Guarding the Heart
Since our French Bulldog, Jean-Paul, passed away, I attend Pet-Loss Support meetings. My husband refuses to join me—that's alright. Some of them are entertaining, so I don’t mind going alone.
Last meeting, a man handed me a picture of his daughter's dead Madagascar Hissing Cockroach. He smiled at me in a secret kind of way.
"We called her ‘Fluff.’”
I almost smiled back. I could not imagine caring about a cockroach, even an exotic one. But human nature is strange, and one must guard the heart.

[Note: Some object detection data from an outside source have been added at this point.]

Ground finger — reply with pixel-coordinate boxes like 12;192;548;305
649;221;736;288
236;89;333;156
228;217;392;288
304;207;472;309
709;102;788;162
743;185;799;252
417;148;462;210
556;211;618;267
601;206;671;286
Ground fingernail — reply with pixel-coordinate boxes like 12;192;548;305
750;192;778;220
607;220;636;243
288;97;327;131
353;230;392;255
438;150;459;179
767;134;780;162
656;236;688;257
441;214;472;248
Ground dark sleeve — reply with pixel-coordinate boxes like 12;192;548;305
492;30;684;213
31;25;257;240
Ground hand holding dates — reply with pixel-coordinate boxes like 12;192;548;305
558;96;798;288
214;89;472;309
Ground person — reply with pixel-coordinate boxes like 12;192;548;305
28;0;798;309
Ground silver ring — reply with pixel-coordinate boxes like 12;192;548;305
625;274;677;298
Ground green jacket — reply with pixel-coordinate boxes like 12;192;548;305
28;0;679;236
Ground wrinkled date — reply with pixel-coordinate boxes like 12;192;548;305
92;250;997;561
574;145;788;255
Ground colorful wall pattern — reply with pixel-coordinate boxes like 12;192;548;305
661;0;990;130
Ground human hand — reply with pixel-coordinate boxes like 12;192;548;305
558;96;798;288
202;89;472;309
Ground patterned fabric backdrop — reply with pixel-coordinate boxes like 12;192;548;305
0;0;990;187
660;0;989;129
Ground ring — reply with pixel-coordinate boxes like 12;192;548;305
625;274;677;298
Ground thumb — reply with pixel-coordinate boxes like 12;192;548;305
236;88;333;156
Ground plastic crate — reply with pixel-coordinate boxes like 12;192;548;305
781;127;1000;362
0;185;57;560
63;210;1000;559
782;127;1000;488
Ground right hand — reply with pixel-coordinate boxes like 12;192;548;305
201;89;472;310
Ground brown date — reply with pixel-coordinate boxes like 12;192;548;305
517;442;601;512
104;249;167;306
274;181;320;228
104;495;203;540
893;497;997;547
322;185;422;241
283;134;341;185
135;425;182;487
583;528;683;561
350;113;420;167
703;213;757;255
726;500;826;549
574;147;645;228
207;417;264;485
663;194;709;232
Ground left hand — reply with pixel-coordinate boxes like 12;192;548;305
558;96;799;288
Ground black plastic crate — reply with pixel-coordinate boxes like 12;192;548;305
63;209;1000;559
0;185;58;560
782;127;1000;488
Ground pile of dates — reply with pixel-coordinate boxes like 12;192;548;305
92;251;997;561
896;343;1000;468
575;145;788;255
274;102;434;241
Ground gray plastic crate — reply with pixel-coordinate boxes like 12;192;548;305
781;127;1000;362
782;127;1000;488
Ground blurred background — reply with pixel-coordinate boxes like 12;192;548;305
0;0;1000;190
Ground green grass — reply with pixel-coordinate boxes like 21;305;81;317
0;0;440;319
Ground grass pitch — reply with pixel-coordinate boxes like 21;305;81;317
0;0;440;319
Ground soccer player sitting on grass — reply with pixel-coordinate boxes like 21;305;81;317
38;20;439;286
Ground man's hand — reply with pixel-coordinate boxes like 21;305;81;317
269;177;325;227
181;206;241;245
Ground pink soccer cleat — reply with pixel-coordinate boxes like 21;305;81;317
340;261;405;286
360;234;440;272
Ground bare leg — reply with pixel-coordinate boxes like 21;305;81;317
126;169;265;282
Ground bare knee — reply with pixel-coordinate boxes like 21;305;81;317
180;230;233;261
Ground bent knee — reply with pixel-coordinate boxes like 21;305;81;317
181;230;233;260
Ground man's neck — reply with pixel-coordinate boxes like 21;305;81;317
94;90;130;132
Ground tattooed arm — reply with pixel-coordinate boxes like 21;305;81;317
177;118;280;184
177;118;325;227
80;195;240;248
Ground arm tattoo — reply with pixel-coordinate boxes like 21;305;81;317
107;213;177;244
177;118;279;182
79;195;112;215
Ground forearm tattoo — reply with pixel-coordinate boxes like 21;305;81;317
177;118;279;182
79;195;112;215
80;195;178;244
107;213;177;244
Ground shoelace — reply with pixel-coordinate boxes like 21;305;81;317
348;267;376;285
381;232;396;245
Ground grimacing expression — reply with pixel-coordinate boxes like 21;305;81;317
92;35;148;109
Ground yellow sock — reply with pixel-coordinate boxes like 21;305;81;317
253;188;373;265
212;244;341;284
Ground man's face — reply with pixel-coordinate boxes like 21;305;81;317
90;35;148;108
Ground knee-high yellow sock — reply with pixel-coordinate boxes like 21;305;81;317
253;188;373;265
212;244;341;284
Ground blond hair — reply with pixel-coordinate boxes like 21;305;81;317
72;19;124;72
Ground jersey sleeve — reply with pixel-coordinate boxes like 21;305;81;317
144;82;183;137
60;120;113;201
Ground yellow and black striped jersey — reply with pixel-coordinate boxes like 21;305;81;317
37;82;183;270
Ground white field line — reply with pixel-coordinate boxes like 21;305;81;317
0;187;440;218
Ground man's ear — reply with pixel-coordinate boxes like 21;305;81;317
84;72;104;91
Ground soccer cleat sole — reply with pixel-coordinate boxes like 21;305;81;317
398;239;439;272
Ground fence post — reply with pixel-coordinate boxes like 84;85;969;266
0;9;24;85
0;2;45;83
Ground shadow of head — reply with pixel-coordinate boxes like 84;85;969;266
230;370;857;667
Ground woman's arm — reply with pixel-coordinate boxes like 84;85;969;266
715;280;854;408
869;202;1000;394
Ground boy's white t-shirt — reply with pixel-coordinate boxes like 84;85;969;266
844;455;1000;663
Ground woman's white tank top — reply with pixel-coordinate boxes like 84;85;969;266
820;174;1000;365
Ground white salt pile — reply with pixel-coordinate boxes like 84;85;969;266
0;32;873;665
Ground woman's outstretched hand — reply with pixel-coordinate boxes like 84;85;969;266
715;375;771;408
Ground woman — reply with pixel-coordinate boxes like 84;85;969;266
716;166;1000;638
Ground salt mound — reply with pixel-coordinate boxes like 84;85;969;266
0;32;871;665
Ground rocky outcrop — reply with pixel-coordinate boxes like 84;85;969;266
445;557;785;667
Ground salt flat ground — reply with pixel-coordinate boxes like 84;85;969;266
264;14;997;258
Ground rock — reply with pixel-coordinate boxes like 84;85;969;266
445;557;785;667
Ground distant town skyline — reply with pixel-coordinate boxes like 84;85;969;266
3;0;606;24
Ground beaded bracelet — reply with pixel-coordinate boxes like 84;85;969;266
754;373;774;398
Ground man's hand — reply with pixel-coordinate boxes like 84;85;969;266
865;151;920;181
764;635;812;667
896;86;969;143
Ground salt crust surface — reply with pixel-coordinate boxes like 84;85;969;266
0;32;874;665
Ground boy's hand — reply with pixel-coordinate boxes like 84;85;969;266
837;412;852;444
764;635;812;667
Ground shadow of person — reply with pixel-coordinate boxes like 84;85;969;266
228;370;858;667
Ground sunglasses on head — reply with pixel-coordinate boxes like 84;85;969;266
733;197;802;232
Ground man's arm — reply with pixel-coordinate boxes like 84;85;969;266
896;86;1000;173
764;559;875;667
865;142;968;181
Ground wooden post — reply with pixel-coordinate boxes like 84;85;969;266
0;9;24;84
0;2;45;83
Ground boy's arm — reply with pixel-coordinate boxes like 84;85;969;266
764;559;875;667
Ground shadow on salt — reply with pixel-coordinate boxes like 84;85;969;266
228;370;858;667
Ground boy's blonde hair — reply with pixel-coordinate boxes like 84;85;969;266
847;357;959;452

Lately, I find my eyes landing on the faces of a few male mourners, amazed by their nobility.
A woman with curly hair and an inexplicable yellow umbrella-hat stands up and sighs. She explains that her late rabbit was a confidante stronger than her father.
"Yes!" an attractive middle-aged man shouts.
I had a less-than-sympathetic father once. I wanted to shout “yes!” also.
Another symptom of emotional pain; removing my wedding ring before meetings, burying it in the pocket of my gym bag.
Jean-Paul died of old age, but looked so young. The day he died he could have passed for a puppy.
I tell my husband about how helpful the meetings are.
"Absolute bullshit!” he snips. This from a man who never swore before our dog died. Now he’s angered easily about so many things. Mourning a beloved pet can do this to regular people, quietly. They may lose a sense of scale—and sometimes, a sense of decency.
I’ll never bring home another pet. It would kill us.